[quote=CA renter][quote=AN]CAR, sorry but your logic doesn’t make any sense. If you think landlord who are not pay market value taxes are getting a subsidy, then the same logic also apply to home owners who are not paying market value taxes. Renters are the ultimate payers of these subsidies because they have to pay higher income and sales tax to subsidize those long time owners. It doesn’t matter if they live in the house or not.[/quote]
Yes, of course the owner-occupied homeowners are also getting a subsidy if they’re not paying market property taxes. That’s a given. That’s why Prop 13 passed in the first place — so that people wouldn’t be taxed out of their own homes (primary residences) just because local RE prices were going up. That’s exactly how Howard Jarvis sold Prop 13 to the gullible voters who didn’t comprehend that the greatest beneficiaries of Prop 13 would be investors, not granny; and that the revenue lost because of Prop 13 would have to come from somewhere else.
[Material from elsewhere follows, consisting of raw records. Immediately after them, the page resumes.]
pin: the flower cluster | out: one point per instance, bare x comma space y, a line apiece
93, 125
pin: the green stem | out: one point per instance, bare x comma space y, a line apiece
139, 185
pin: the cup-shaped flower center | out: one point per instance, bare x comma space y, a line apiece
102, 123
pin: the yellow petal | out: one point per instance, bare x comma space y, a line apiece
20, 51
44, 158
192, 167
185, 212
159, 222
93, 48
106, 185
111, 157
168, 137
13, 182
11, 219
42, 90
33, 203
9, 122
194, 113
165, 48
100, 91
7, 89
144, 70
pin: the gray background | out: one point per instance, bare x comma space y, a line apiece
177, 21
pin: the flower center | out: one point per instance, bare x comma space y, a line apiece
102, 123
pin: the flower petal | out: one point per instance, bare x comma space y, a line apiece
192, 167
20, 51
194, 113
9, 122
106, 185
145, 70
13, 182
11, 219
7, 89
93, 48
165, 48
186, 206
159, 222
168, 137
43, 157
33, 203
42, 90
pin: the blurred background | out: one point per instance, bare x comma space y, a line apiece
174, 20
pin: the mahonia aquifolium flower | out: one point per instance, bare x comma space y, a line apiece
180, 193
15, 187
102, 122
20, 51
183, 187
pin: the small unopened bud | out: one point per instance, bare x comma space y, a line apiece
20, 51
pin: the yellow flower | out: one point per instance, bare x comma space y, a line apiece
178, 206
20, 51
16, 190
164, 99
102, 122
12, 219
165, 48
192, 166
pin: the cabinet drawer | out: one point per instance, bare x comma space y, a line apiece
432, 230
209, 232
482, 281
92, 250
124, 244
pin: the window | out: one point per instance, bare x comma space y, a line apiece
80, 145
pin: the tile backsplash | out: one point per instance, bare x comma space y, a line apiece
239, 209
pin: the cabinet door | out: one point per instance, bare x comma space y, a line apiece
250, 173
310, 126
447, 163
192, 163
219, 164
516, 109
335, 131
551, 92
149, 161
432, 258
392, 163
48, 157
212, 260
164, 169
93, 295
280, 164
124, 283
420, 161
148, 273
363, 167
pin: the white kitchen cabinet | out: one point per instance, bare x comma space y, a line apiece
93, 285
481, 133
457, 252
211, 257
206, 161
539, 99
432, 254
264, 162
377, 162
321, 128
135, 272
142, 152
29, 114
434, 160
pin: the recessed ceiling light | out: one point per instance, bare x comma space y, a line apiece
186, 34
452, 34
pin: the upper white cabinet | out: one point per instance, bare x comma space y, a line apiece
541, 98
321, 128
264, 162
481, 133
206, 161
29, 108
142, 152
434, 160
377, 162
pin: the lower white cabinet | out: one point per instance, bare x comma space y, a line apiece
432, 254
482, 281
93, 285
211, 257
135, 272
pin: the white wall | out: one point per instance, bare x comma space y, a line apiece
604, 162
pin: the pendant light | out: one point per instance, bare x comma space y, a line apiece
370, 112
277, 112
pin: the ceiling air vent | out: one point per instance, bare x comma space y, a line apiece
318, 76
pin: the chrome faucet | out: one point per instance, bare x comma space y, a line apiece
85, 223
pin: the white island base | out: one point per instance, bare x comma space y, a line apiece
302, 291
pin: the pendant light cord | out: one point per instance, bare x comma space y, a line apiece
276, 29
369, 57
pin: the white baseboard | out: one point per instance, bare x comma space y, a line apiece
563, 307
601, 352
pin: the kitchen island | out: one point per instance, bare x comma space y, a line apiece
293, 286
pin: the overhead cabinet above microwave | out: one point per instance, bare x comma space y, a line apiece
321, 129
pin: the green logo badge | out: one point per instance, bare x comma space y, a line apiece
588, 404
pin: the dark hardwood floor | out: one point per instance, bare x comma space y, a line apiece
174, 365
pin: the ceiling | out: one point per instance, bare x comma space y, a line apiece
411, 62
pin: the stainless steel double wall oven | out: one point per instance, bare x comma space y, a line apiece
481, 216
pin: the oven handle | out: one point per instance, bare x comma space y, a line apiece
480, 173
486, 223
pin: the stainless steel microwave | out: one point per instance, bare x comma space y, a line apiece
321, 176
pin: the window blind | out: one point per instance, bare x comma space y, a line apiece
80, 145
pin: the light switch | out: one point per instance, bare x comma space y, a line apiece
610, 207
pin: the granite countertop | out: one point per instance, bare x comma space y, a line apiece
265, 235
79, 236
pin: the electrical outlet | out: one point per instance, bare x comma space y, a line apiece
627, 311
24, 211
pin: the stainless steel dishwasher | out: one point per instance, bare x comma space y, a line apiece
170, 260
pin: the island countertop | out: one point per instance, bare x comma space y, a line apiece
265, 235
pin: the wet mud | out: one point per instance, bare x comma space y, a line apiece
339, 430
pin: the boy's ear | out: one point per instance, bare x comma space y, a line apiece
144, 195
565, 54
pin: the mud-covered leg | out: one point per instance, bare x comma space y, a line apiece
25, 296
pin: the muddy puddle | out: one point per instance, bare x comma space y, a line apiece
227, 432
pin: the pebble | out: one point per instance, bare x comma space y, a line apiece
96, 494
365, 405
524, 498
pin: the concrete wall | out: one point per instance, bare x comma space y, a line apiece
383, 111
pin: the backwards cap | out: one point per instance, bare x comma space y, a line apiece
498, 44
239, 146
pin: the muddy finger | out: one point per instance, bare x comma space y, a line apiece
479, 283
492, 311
This protection for owner-occupiers is the only subsidy that should exist (if any). It’s one thing to help people stay in their single, primary residences; it’s quite another to subsidize the profits of landlords, commercial/industrial property owners, and developers/owners of large tracts of land.
And it’s not just renters who pay these higher taxes and fees. We all do.[/quote]
No, it’s definitely not just “granny” who benefits from Prop 13. I would surmise that 80%+ of today’s Prop 13 “beneficiaries” are the very able-bodied children and grandchildren of “granny” who were deeded the home before or after granny’s death, are occupying it at present and paying approximately 1/10th of my tax bill, yet reside on either side and across the street from me :=0. Then you have the subset of “granny’s heir-landlords” who have been collecting rent for years and even decades on properties that they’re paying $350 to $800 annual taxes on which they “acquired” in the same manner as above.
I’m not leaving out the mega landlords of 200++ units and mega landowners (whether agricultural or industrial) who “inherited” these many parcels from their wealthy, enterprising parents or grandparents and, although they might be potentially fully subdivided, they pay but a song in property taxes on these many parcels (as CAR is referring to here).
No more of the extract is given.